Interestingly, the names of Joyce's main character in his story, "The Dead," contrasts greatly with the name of his wife's first love. As biblical names of two archangels, Gabriel was the more passive, a messenger for God, while the archangel Michael was a warrior. Even the last name of the boy who loved Gretta, Furey, denotes passion.
Throughout the narrative, Gabriel is meek and passive. For instance, he merely smiles at the manner in which Lily, the caretaker's daughter, pronounces his last name with three syllables, and when he arouses her ire, he gives her money rather than trying to appease her with a more personal method. Certainly, he is intimidated by the accusations of Molly Ivor that he is a West Briton who is sympathetic to the British rule and fears "risking a grandiose phrase with her" when most Irishmen would react passionately, rather than so passively, to such an argumentative statement.
In his relationship with Gretta, Gabriel clearly differs from Michael Furey. Treating his wife in a foolishly condescending manner, he tries to make her wear galoshes to the party and he rents a room for the night because last year Gretta caught a cold--"The two aunts laughed heartily..."for Gabriel's solciitude was a standing joke with them." He gives little attention to her until the party is over and, when he looks for her, he does not at first even recognize her. Joyce writes,
Gabriel had not gone to the door with the others. He was in a dark part of the hall gazing up the staircase. A woman was stading near the top of the first flightin the the shadow also. He could not see her face, but he could see the...panels of her skirt....It was his wife.
Yet, after noticing her beauty as she has listened to the tenor, Gabriel feels a "wave of yet more tender joy," a resurgence of lust for his wife as they go to the lodging for the evening. However, without understanding how she feels at the moment, Gabriel attempts passion with his wife after they reach the room.
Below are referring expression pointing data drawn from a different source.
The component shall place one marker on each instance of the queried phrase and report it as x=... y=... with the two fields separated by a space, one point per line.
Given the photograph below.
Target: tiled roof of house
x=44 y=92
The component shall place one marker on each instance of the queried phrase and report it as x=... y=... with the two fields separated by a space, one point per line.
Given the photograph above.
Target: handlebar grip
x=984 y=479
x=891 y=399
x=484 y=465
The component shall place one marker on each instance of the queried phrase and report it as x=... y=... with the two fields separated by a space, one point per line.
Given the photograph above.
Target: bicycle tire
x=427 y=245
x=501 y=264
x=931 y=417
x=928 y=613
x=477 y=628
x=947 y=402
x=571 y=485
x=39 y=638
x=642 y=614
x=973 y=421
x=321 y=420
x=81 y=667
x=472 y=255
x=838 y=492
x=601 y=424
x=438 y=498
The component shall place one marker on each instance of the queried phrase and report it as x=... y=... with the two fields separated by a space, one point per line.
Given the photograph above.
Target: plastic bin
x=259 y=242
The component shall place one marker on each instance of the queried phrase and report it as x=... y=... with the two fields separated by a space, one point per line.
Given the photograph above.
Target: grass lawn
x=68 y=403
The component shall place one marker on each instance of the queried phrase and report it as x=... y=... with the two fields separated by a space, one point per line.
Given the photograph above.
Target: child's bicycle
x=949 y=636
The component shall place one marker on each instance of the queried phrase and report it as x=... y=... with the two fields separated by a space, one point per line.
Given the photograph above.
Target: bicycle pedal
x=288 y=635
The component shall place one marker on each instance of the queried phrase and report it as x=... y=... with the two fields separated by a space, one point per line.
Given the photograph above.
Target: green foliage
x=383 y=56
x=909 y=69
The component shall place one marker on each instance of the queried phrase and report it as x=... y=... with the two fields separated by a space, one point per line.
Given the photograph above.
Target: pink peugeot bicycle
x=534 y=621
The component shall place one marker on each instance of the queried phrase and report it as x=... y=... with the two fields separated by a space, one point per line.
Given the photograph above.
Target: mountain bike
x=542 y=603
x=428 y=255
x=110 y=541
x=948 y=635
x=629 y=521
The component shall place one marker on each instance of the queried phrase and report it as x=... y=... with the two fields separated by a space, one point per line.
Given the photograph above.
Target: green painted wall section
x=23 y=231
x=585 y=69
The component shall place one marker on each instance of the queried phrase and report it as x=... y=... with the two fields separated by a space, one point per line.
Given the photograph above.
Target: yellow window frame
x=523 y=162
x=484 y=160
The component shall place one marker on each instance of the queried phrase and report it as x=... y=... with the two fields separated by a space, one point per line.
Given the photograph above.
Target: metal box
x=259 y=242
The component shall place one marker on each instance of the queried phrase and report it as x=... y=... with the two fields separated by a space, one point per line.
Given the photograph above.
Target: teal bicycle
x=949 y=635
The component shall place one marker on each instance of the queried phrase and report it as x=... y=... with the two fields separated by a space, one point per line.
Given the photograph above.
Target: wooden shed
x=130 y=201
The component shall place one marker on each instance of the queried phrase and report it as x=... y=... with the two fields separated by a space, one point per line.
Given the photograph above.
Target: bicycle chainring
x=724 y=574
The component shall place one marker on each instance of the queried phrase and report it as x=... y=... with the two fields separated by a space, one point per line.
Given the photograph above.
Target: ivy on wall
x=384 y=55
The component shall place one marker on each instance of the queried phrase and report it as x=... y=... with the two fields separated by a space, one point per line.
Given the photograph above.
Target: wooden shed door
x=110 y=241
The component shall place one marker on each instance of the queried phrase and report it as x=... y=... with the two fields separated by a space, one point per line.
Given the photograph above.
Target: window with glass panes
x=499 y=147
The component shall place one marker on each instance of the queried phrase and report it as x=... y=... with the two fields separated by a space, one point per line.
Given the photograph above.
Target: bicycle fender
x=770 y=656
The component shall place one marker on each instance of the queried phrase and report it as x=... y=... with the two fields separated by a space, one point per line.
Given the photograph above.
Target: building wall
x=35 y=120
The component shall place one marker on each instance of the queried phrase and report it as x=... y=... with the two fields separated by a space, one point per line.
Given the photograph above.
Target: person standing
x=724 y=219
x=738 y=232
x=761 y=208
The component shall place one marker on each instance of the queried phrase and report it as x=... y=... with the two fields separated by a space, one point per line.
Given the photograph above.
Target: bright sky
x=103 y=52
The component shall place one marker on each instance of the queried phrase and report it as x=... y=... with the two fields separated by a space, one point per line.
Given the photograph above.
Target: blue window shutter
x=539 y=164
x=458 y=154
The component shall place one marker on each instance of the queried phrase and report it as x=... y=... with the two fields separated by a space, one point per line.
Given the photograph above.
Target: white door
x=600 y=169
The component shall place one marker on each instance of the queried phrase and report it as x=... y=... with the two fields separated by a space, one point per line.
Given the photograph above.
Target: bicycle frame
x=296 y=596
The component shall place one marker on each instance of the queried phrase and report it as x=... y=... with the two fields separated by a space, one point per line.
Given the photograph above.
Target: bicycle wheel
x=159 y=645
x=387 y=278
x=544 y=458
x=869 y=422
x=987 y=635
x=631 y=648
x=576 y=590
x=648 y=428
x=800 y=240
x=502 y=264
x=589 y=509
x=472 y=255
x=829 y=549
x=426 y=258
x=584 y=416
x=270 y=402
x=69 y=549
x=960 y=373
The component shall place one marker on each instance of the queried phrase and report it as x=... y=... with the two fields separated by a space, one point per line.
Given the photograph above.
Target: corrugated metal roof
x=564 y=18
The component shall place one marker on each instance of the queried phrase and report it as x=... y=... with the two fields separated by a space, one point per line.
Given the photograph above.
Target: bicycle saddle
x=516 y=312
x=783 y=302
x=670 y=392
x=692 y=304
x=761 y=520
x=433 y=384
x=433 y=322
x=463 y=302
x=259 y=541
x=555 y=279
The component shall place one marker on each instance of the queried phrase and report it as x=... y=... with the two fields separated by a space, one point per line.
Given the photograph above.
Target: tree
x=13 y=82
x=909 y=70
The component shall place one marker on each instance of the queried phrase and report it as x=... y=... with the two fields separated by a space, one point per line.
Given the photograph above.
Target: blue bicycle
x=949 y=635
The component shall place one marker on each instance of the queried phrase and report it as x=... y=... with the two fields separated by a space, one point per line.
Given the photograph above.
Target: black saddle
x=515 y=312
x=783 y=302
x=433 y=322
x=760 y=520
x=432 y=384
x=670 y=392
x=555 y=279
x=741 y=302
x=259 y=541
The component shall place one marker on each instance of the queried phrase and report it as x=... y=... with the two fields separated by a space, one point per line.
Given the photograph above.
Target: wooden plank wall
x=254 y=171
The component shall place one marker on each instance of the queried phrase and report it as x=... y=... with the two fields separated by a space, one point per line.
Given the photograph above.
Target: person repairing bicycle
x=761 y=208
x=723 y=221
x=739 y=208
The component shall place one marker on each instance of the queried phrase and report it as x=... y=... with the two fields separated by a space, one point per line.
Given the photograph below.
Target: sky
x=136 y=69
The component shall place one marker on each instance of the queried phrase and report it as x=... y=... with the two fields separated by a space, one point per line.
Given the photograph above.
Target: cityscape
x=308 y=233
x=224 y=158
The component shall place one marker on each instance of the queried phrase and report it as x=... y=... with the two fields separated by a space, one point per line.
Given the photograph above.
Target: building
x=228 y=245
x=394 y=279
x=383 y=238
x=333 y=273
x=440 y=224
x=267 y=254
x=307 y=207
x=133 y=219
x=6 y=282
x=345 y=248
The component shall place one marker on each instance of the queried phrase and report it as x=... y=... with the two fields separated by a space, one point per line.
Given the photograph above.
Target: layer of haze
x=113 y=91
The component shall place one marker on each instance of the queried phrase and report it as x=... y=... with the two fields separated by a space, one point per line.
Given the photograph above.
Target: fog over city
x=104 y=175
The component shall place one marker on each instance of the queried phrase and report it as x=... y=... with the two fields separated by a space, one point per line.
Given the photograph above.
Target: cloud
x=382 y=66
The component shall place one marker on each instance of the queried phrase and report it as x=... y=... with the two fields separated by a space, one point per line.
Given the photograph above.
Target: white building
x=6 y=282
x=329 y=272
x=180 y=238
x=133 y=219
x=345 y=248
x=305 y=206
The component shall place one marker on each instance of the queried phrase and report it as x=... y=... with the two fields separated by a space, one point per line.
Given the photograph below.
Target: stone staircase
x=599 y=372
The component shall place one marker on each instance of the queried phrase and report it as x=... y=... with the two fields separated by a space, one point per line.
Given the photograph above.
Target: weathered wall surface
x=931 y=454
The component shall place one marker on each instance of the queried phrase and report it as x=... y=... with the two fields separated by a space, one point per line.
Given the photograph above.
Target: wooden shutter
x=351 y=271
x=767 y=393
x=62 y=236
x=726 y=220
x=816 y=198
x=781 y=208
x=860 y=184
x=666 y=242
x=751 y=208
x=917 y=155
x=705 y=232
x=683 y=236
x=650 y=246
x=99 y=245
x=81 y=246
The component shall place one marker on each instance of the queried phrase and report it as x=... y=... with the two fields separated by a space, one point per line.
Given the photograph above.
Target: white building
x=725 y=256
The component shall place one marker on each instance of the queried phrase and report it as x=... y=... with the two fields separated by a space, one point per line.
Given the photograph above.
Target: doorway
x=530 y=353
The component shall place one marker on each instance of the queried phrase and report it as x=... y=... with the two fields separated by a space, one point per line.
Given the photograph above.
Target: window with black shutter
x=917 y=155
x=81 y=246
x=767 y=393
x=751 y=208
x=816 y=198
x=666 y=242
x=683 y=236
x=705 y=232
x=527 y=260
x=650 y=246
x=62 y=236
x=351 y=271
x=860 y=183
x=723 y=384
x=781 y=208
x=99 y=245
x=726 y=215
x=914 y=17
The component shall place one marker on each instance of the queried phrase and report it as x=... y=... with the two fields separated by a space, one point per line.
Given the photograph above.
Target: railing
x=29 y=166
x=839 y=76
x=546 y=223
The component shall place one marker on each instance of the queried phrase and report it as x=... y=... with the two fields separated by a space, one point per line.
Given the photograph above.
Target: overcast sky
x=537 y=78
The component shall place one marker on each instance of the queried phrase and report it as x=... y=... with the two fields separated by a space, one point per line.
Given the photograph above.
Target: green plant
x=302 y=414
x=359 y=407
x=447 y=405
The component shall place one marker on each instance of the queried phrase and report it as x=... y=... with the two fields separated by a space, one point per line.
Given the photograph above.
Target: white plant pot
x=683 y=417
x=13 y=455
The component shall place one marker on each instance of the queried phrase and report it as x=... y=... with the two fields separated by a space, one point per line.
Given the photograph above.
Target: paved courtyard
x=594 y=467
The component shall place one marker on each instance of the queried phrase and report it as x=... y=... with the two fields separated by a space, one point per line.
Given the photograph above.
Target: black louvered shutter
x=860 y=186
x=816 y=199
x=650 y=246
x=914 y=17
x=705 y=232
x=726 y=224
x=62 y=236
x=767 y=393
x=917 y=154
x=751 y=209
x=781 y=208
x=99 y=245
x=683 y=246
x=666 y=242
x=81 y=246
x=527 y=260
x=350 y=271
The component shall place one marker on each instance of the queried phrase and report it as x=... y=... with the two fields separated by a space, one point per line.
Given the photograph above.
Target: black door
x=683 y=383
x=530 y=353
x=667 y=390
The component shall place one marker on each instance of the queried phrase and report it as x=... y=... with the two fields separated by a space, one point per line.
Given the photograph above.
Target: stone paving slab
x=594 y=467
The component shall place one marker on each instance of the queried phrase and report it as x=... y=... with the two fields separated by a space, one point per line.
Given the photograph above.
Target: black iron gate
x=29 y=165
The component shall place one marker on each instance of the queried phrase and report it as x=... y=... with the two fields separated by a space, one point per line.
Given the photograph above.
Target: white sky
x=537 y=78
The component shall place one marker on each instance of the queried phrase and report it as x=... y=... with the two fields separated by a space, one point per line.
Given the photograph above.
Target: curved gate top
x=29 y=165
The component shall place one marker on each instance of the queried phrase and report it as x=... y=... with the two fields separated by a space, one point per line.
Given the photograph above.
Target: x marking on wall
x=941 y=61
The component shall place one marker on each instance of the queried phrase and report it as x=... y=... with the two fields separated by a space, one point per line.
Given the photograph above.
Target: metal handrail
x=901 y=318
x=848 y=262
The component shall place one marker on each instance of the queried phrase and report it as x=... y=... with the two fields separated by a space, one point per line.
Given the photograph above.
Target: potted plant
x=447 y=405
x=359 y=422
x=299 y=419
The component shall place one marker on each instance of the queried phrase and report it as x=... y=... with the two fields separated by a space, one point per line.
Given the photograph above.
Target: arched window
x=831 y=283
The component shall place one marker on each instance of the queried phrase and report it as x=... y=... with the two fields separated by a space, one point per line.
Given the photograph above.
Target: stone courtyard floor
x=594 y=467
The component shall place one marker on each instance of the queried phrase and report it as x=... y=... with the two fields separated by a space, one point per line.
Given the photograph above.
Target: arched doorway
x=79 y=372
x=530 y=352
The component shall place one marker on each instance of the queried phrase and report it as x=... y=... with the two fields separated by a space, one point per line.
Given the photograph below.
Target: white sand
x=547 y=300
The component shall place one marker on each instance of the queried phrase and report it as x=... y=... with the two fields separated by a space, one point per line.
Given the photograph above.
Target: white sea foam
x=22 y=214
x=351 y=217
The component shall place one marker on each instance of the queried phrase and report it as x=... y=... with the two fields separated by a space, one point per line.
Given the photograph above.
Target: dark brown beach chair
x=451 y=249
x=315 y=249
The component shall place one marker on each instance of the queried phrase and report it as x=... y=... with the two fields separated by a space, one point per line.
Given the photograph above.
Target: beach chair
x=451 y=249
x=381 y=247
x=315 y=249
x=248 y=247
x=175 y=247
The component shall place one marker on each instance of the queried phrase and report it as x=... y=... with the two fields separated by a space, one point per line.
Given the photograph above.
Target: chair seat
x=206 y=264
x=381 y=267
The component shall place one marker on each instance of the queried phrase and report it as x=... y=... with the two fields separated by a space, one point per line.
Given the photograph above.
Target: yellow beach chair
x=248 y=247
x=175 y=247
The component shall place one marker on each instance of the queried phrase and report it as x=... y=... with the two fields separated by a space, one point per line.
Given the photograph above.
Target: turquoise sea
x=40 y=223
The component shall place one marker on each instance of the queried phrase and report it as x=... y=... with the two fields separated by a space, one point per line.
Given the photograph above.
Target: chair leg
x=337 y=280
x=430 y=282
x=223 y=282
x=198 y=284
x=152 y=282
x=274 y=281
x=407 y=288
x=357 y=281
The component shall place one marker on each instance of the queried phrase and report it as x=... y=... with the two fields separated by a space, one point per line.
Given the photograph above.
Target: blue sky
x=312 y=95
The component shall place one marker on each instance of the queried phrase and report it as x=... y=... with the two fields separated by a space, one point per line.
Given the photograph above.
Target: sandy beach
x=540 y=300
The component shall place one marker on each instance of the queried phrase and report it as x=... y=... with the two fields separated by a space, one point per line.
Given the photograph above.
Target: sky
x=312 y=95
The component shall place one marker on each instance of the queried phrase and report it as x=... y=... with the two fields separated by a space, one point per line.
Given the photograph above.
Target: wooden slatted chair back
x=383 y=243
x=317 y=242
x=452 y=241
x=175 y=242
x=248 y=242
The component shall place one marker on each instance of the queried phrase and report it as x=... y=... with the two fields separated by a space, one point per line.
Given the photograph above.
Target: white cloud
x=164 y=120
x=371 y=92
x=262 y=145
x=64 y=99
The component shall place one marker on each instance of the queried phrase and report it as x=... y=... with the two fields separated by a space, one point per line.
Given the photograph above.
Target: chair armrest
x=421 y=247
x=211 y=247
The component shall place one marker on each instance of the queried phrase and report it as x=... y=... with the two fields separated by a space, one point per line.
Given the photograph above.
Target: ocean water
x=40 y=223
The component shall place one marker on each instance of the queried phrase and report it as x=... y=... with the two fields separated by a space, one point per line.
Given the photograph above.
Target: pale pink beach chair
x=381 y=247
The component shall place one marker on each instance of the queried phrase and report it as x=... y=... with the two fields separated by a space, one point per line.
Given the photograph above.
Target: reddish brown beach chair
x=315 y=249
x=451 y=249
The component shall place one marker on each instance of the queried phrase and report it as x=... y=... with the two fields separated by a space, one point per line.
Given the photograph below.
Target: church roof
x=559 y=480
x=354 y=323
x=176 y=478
She has been crying. "A dull anger" enters Gabriel as he ironically asks his wife if she cries for someone she once loved. Then, a "vague terror" seizes Gabriel as he feels defeated by some "vindictive power" when he is told that his wife has loved another and still thinks of him.
Unlike Gabriel, Michael Furey would not be defeated in his passionate love for Gretta. He insisted upon living his life passionately, even dying for love. As he talks with his wife, Gabriel realizes that while he has felt the effulgence of memories of their secret life together, full of tenderness, joy, and desire, Gretta has been thinking of her lost love, Michael Furey. Gabriel feels "A shameful consciousness of his own person" as one who
saw himself as a ludicrous figure, acting as a pennyboy for his aunts, a nervous well-meaning sentimentalist, orating to vulagarians and idealising his own clownish lusts, the pitiable fatuous fellow he had caught a glimpse of in the mirror.
Shame burns in Gabriel as he has not lived an authentic life as has Michael Furey, a young passionate boy willing to die for what he believed in, rather than compromising himself.